Not only does that lens overlook the specific gender-based and racialized pain experienced by black girls and cis/trans women, it also leaves black boys such as the Exonerated Five out of the discussion. There is immense power in DuVernay’s ability to tell a story that takes place during the period of boyhood.

An obvious reason to tell the story that way is that they were young boys who were robbed of many of youth’s experiences by an anti-black and inherently corrupt criminal justice system. The other reason is to challenge the criminal justice dialogue. Black men are former black boys, and all too often they have that period of innocence stolen.

For me, that’s where much of the power of DuVernay’s depiction comes from. Each episode forces us to stop thinking of the abuses of the system as a black man’s problem, since doing so both desensitizes us and enables us to make excuses and place responsibility on the actions of an adult victim.

Instead, we see a story told through the tear-filled eyes of five young black boys who were abused, coerced, and manipulated in a way that is unacceptable. They were children.

In severe pain, I watched the story unfold, episode by episode, through the lens of black motherhood.

The collective memory was triggered, and my trauma was in full force. I felt my mind return to black children on the auction block while white families placed bids in hopes of buying their labor potential during slavery. My heart hurt as thoughts of a time when freedom was a legal status but not upheld, and young black children swung in the breeze as their bodies hung from trees, crept into my head. I saw the decades of mob justice that connected to the story of Emmett Till and who knows how many other black boys whose lives were stolen by white terror.

Despite having happened at various times throughout history, all of those events had one thing in common: All too often, black motherhood means existing on high alert, waiting for the moment you will fight for the safety of your children against one of the many manifestations of white supremacy. Black motherhood means often being powerless, but determined to fight to the finish regardless.

I’ve seen this unwavering spirit depicted on the screen more times than I can count. I’ve also witnessed it in my mother, as she fought a school system that attempted to criminalize my brother and me. And I’ve seen it in myself as I prepare for the day I will fight for my children.

I saw my son’s future in the eyes of those young boys. My fictive kinship was in full force. I wanted to wipe their tears, kiss their faces, and nurse their wounds as I would do for my own son.

“Those are our boys,” one woman said in the second episode, and I cried. ALL black boys are MY boys, and I wanted to go back in time and fight for my boys.

The first episode broke me. I could see the signs of emotional discomfort on my brother’s and my husband’s faces, too. I was angry, I was terrified, and I was in pain.

Watching those boys be ripped away from their lives, and particularly their mothers, was too much for me. Truthfully, I didn’t know if I could continue watching the series. But if they were forced to live it, I was determined to watch it.

Somehow, I made it through.

I’m well aware of the systemic inequities in our criminal justice system.

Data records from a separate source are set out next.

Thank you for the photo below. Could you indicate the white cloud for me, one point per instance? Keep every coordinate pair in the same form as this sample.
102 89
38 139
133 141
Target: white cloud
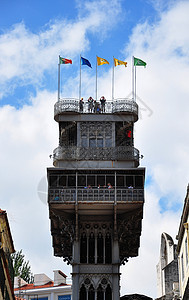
25 55
28 135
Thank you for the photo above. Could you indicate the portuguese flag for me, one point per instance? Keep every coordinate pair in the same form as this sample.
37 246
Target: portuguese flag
64 60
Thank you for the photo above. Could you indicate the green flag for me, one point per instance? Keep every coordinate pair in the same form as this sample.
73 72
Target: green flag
139 62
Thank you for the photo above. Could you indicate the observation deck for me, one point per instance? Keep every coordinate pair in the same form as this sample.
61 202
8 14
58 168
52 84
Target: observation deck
121 153
117 106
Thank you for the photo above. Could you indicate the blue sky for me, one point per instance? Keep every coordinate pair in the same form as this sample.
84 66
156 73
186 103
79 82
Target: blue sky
32 35
38 16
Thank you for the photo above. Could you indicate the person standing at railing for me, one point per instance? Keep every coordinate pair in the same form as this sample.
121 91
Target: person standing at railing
90 104
81 102
103 101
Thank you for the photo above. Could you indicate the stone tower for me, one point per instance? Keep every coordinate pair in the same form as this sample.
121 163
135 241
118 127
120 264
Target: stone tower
96 194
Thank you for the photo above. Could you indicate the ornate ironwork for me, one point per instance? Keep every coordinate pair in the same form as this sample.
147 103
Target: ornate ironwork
101 153
116 106
129 231
94 194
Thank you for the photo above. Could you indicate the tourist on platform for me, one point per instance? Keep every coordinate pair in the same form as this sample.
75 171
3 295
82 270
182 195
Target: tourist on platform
81 102
90 104
103 101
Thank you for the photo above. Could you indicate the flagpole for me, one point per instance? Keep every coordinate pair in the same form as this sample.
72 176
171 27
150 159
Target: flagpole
80 80
135 83
96 77
113 80
59 79
133 77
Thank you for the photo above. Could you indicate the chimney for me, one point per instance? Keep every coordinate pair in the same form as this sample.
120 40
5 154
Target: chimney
59 277
41 279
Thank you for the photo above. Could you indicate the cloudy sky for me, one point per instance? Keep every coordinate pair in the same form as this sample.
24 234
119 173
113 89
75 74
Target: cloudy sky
32 35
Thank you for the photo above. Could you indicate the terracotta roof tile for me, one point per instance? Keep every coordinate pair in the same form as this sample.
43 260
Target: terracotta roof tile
32 286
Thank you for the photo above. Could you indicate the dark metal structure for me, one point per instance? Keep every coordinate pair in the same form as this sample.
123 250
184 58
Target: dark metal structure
96 194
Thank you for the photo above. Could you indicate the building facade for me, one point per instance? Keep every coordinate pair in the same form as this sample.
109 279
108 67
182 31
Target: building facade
6 268
183 250
96 194
167 270
44 288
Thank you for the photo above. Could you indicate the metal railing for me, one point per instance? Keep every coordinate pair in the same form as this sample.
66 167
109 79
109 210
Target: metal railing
100 153
95 194
111 106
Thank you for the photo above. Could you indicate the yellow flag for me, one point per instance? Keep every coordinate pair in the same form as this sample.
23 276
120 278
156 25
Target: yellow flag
118 62
101 61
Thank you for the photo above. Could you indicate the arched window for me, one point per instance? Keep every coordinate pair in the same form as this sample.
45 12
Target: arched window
108 294
83 248
100 249
100 293
82 293
108 249
91 293
91 248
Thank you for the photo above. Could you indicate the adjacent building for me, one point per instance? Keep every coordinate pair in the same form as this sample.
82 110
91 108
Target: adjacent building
44 288
183 250
96 193
167 270
6 268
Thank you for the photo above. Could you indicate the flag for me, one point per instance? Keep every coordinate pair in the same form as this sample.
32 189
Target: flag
64 60
139 62
101 61
85 61
118 62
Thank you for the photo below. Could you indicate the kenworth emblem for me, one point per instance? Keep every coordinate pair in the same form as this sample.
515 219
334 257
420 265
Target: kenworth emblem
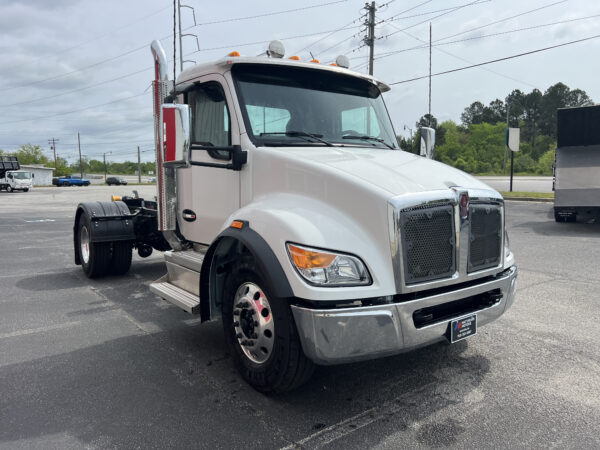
463 202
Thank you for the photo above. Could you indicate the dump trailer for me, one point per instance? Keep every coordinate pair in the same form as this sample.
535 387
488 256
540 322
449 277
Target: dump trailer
577 163
12 178
286 210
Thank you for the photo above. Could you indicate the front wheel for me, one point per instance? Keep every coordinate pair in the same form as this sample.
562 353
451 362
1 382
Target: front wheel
261 332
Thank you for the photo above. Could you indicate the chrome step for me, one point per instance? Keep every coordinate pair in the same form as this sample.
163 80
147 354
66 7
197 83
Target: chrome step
190 259
173 294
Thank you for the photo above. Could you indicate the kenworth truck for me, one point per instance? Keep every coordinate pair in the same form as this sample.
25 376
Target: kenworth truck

I know that my husband, my brother, and (later on in life) my son already have two strikes against them for being dark-skinned black males. I know my daughter isn’t free either.

“When They See Us” forced me to envision a not-so-distant future, when my children will get a first glimpse of the system that doesn’t give black children a grace period.

It was indescribably heart-wrenching to watch. But unlike the black mothers before me, my first glimpses of what’s to come have been mostly through media. I’m fearful yet grateful that black life is being depicted in a way that validates our experiences while allowing others to witness the ugliness of the system that dehumanizes us.

The series reminded me to hold my son tighter, love him harder, and be prepared for the inevitable day that I fight for my children.

As I wait, I extend gratitude to the foremothers who showed me the ropes and were forced into sacrifice before me. And when that time comes, I intend to win—for all of us.